Como uma criança das ruas, Kaden aprendeu desde muito cedo quais habilidades eram essenciais para alguém como ele. Arrombar uma fechadura estava no topo da lista. E ele praticara bastante durante todos aqueles anos. Primeiro com coisas pequenas. A porta de uma despensa, ou de um mercadinho. Anos depois, ele começou a se arriscar em casas nobres — com fechaduras mais caras e sofisticadas —, e até mesmo numa casa de jogos bastante famosa — ele ainda se lembrava com orgulho do roubo épico da Fichas e Ganhos. No entanto, nada tão complexo ou arriscado como aquilo que enfrentava agora. A fechadura possuía um formato estranho e irregular. Mais estreita na parte superior, se alargando na base. Ele ainda não conseguira descobrir seu mecanismo de fecho, e o fato de ela estar anexada ao teto não facilitava em nada a tarefa.

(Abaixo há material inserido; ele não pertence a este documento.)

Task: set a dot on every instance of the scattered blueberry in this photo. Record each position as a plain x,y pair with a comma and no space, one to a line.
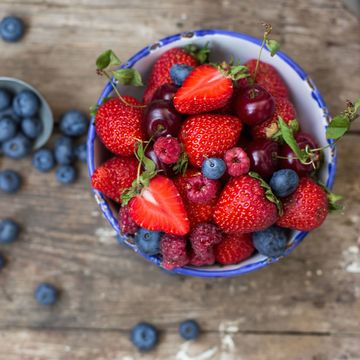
43,160
271,242
17,147
31,127
65,174
5,99
81,152
213,168
73,123
26,104
8,128
64,150
46,294
144,336
11,28
284,182
189,329
10,181
9,231
148,241
179,72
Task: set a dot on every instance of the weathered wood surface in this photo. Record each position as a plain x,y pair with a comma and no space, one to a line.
305,307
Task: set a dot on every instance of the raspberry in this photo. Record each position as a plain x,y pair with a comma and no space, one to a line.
167,149
204,237
127,224
207,258
237,161
201,190
174,251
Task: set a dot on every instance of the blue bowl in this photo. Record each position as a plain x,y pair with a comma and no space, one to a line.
311,108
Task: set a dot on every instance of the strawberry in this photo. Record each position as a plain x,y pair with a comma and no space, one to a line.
159,208
197,213
234,248
160,73
205,89
209,135
244,206
283,108
114,176
306,208
267,77
118,125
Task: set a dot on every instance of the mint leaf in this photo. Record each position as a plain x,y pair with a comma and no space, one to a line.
338,127
106,59
128,77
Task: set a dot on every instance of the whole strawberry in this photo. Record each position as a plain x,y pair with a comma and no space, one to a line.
283,108
160,73
234,248
306,208
209,135
246,205
267,77
114,176
118,125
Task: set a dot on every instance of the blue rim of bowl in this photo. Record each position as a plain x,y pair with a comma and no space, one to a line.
202,272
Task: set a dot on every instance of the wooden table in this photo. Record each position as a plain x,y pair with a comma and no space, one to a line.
305,307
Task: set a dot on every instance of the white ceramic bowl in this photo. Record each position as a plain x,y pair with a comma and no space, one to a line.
311,110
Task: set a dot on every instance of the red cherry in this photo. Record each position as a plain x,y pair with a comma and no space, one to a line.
291,162
262,154
253,104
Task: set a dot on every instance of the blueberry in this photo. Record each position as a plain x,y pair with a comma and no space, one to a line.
213,168
144,336
46,294
271,242
73,123
10,181
11,28
26,104
8,128
31,127
9,231
148,241
179,72
64,150
65,174
43,160
17,147
5,99
284,182
189,329
81,152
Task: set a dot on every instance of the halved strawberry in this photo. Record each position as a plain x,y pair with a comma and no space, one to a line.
159,207
206,88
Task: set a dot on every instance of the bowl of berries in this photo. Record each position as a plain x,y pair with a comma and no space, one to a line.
222,162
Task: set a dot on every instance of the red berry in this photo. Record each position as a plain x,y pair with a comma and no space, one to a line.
234,248
237,162
114,176
167,149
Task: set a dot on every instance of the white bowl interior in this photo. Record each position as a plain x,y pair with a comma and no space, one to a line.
312,117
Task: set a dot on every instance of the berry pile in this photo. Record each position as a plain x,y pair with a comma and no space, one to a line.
212,166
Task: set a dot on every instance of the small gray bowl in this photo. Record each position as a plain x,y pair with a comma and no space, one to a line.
45,114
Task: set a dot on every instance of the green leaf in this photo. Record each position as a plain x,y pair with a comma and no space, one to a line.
268,192
288,136
128,77
106,59
273,46
338,127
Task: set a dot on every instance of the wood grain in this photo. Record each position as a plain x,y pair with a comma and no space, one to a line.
305,307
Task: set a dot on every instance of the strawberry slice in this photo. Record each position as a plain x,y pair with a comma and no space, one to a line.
206,88
159,207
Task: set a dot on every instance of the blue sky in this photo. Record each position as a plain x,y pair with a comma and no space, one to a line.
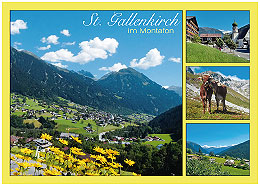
217,134
235,72
221,20
158,56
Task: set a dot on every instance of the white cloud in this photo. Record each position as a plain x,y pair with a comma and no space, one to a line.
166,87
68,43
59,55
115,68
195,68
60,65
152,59
90,50
65,32
45,48
17,26
52,39
176,60
16,44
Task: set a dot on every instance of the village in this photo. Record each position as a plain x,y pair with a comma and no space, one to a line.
72,120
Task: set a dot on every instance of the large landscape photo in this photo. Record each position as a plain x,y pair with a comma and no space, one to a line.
90,97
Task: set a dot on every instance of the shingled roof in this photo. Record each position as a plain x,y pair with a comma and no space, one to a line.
242,31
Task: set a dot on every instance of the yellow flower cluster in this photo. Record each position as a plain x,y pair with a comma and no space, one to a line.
55,162
77,151
129,162
46,136
64,142
26,151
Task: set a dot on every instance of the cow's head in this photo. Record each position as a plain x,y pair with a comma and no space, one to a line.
206,80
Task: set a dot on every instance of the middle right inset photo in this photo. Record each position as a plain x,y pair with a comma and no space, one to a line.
214,92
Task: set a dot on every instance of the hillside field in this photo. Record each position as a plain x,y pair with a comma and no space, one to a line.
166,137
200,53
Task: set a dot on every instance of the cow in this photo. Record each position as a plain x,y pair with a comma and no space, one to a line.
206,92
220,92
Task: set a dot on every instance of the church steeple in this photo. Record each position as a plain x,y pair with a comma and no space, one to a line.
234,24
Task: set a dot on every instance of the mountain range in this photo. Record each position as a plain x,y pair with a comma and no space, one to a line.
241,150
123,92
136,90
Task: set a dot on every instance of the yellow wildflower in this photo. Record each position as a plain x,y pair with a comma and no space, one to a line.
102,159
12,158
64,142
110,156
46,136
112,152
26,151
16,173
76,139
113,172
129,162
27,158
77,151
100,150
42,155
36,165
19,156
40,160
24,164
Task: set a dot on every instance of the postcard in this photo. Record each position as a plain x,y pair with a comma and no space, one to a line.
130,93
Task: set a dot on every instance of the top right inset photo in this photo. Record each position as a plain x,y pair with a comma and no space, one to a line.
218,36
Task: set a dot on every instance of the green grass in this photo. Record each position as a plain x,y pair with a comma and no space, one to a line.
63,124
32,105
166,137
200,53
237,99
18,113
195,111
36,123
235,171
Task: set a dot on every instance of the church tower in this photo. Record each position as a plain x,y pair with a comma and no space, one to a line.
234,31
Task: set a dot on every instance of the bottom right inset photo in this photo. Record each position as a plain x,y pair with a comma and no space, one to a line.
218,149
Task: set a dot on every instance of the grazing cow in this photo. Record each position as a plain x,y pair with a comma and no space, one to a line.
220,92
206,92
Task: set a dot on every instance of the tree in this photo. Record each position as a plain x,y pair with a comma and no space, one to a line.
16,121
196,39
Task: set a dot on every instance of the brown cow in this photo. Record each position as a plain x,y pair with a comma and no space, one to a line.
220,92
206,92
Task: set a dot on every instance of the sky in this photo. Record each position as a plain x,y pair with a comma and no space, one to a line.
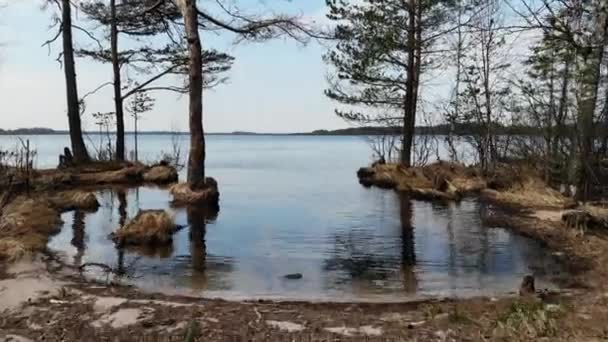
275,86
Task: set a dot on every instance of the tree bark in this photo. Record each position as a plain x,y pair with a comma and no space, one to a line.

Kaden lutou com a fechadura por quase um minuto. Um minuto que ele não tinha. Seu tempo estava se esgotando. E ele estava frustrado. Depois de repetir tantas vezes aos outros que não devia haver falhas, seria ele o responsável por destruir o plano? Talvez tivesse confiado demais em suas habilidades. Ou talvez tivesse subestimado o General.
— Merd...
Ele se imobilizou quando ouviu passos vindos do corredor. Se aproximando cada vez mais. Com um pulo, ele desceu da cadeira, e se jogou debaixo da escrivaninha, um segundo antes de ouvir a porta sendo aberta e fechada, delicadamente.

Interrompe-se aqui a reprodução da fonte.